Seminar Database Systems (PhD, MSc, BSc)

Organization: Michael Böhlen and Przemyslaw Uznanski
Teaching language: English
Level: PhD, MSc and advanced BSc students
Academic Year: Spring 2018

Friday 23.2.2018, 14.15-16.00h   
Saturday 28.4.2018, 8.15 - 16.00h 
Saturday 19.5.2018, 8.15 - 16.00h

Overview and objectives: The area of this year's seminar is Locality-Sensitive Hashing, Similarity, and Nearest Neighbours. Students learn how to critically read and study research papers, how to summarize the contents of a paper, and how to present it in a seminar.

Teaching format: Each participant writes a self-contained report of about 10 pages and gives a 30 minutes presentation (blackboard, without a computer). Each participant has a buddy. Buddies read the report, make suggestions for improvements, and help with the presentation (e.g., dry runs). The first version of the report is due two weeks before the date of the presentation, and will be discussed with the buddy and the professor about one week before the presentation. The final versions of the report are due on the day of the seminar.

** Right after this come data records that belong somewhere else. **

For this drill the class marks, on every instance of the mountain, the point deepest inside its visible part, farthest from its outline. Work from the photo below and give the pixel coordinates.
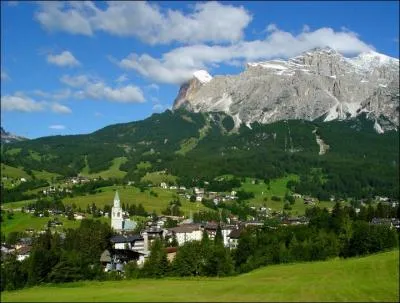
(341, 157)
(7, 137)
(318, 84)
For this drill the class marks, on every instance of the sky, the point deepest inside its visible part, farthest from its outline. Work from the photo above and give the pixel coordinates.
(75, 67)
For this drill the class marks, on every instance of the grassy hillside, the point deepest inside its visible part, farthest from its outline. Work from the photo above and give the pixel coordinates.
(133, 195)
(112, 172)
(372, 278)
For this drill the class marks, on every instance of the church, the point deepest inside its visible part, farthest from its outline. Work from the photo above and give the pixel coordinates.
(118, 222)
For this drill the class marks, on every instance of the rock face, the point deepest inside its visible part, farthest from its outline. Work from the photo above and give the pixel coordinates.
(8, 137)
(320, 83)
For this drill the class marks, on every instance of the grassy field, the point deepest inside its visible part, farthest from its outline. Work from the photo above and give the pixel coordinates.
(13, 172)
(373, 278)
(112, 172)
(21, 221)
(277, 187)
(132, 195)
(156, 178)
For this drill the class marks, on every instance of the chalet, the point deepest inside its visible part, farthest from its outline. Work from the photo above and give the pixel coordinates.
(79, 216)
(308, 200)
(233, 238)
(23, 242)
(211, 229)
(198, 191)
(391, 222)
(150, 234)
(23, 252)
(226, 231)
(171, 253)
(133, 242)
(186, 233)
(115, 259)
(253, 223)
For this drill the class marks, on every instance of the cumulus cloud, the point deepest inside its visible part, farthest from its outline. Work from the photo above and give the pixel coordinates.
(75, 81)
(59, 95)
(57, 126)
(66, 58)
(96, 89)
(60, 109)
(4, 76)
(153, 86)
(56, 16)
(178, 65)
(21, 103)
(121, 79)
(208, 22)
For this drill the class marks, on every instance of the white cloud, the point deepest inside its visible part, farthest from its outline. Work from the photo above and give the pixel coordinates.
(66, 58)
(60, 109)
(54, 16)
(153, 86)
(4, 76)
(57, 126)
(96, 89)
(178, 65)
(121, 79)
(75, 81)
(208, 22)
(59, 95)
(21, 103)
(159, 107)
(99, 91)
(271, 28)
(12, 3)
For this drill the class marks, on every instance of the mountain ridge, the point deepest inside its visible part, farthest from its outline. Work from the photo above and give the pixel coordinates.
(318, 83)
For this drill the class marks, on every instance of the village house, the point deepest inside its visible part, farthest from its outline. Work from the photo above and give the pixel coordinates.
(118, 222)
(198, 191)
(233, 238)
(186, 233)
(23, 252)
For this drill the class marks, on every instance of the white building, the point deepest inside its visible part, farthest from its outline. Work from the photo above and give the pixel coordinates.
(117, 217)
(116, 214)
(186, 233)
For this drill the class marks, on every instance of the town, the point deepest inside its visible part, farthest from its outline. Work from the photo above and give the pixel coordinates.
(132, 242)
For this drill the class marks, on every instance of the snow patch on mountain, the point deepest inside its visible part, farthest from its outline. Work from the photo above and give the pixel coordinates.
(203, 76)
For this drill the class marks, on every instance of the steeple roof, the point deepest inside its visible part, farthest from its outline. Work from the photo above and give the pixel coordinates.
(116, 197)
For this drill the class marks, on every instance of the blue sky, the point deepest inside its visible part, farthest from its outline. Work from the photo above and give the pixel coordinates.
(75, 67)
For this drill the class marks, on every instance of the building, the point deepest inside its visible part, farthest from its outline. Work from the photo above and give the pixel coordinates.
(233, 238)
(118, 222)
(186, 233)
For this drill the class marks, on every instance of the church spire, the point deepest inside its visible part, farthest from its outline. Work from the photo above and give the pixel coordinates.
(116, 200)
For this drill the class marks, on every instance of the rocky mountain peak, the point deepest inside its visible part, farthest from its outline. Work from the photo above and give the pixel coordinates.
(319, 83)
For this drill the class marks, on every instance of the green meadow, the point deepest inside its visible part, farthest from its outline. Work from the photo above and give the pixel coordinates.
(133, 195)
(373, 278)
(112, 172)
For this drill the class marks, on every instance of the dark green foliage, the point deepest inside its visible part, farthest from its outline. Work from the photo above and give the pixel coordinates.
(359, 163)
(156, 266)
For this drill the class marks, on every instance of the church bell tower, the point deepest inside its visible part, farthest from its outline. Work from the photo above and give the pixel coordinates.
(116, 214)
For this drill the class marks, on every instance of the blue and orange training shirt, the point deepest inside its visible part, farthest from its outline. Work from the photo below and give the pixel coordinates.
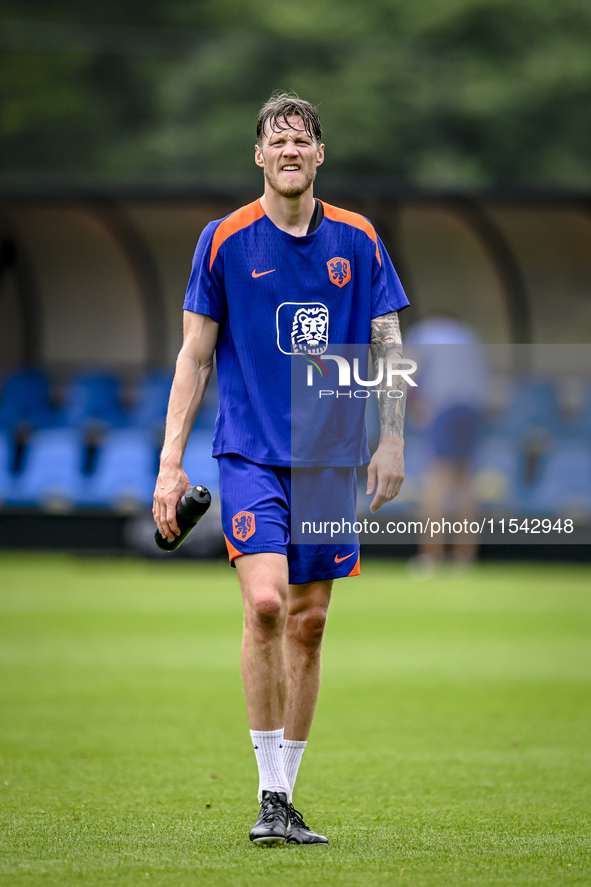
(282, 302)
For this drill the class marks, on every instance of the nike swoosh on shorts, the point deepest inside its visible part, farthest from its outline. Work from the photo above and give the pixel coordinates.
(338, 559)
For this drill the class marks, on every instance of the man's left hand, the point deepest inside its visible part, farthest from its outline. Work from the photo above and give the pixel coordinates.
(385, 473)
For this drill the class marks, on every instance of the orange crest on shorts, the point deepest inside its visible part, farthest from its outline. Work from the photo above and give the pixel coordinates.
(243, 525)
(339, 271)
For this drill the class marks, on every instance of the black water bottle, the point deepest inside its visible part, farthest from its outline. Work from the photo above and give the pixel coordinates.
(189, 510)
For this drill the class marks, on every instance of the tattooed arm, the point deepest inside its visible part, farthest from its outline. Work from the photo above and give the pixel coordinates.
(386, 469)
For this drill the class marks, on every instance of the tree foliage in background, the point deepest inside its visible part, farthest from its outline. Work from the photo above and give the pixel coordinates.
(463, 93)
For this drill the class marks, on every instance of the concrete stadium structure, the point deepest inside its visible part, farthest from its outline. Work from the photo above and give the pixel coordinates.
(97, 280)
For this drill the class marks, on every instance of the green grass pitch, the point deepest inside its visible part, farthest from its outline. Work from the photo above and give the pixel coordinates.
(451, 744)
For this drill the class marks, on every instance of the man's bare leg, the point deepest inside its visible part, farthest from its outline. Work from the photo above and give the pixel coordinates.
(264, 586)
(307, 609)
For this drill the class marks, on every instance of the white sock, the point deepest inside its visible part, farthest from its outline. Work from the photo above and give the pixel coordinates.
(293, 752)
(268, 748)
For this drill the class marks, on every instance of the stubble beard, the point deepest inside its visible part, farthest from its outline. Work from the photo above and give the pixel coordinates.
(289, 190)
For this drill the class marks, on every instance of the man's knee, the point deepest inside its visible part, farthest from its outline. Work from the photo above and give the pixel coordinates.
(267, 610)
(307, 626)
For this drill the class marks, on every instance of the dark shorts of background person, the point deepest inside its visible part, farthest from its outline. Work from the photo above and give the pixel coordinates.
(456, 432)
(259, 503)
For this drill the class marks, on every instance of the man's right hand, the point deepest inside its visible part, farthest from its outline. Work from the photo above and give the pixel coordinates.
(170, 486)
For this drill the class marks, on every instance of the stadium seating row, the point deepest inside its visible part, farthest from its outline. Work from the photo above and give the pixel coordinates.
(507, 478)
(90, 401)
(53, 475)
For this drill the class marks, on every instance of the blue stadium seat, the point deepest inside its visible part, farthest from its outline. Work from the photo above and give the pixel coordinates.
(532, 404)
(52, 475)
(149, 409)
(92, 402)
(125, 472)
(25, 399)
(496, 469)
(564, 487)
(6, 477)
(199, 464)
(583, 421)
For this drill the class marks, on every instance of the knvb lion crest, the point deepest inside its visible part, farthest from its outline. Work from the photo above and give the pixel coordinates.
(339, 271)
(309, 332)
(243, 525)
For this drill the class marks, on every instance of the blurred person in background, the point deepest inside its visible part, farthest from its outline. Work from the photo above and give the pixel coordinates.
(449, 403)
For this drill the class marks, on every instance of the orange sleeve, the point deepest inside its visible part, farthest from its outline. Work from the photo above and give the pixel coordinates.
(354, 219)
(242, 218)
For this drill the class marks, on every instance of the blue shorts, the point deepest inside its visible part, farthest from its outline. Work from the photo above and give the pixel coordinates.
(257, 505)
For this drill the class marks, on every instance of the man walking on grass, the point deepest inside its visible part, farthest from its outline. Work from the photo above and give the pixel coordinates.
(273, 283)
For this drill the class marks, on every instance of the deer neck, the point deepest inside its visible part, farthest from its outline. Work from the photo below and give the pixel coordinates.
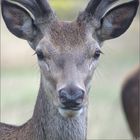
(50, 125)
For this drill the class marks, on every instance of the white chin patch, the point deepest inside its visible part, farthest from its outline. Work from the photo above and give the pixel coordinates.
(70, 113)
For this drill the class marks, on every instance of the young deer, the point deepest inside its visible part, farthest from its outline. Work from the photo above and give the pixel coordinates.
(68, 53)
(131, 101)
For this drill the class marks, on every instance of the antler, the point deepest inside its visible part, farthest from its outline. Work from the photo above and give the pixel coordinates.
(97, 8)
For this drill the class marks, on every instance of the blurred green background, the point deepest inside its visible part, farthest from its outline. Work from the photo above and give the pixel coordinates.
(20, 77)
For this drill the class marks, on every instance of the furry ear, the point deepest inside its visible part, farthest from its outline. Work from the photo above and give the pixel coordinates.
(117, 21)
(18, 20)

Setup and Organization: The setup of the seminar will be discussed Friday February 23, 2018 from 14:15 until 15:00 in room CAB H 52 at ETHZ. At the first meeting the available slots for the seminar will be distributed and papers will be assigned. Here are the slides of the first meeting (PDF, 64 KB). How to give talks and read papers: link. The presentations take place during Saturday April 28 and Saturday May 19 (all day). Participation at all three meetings is compulsory. The assessment depends on the quality of the report, presentation, active participation during the seminar, and input as a buddy.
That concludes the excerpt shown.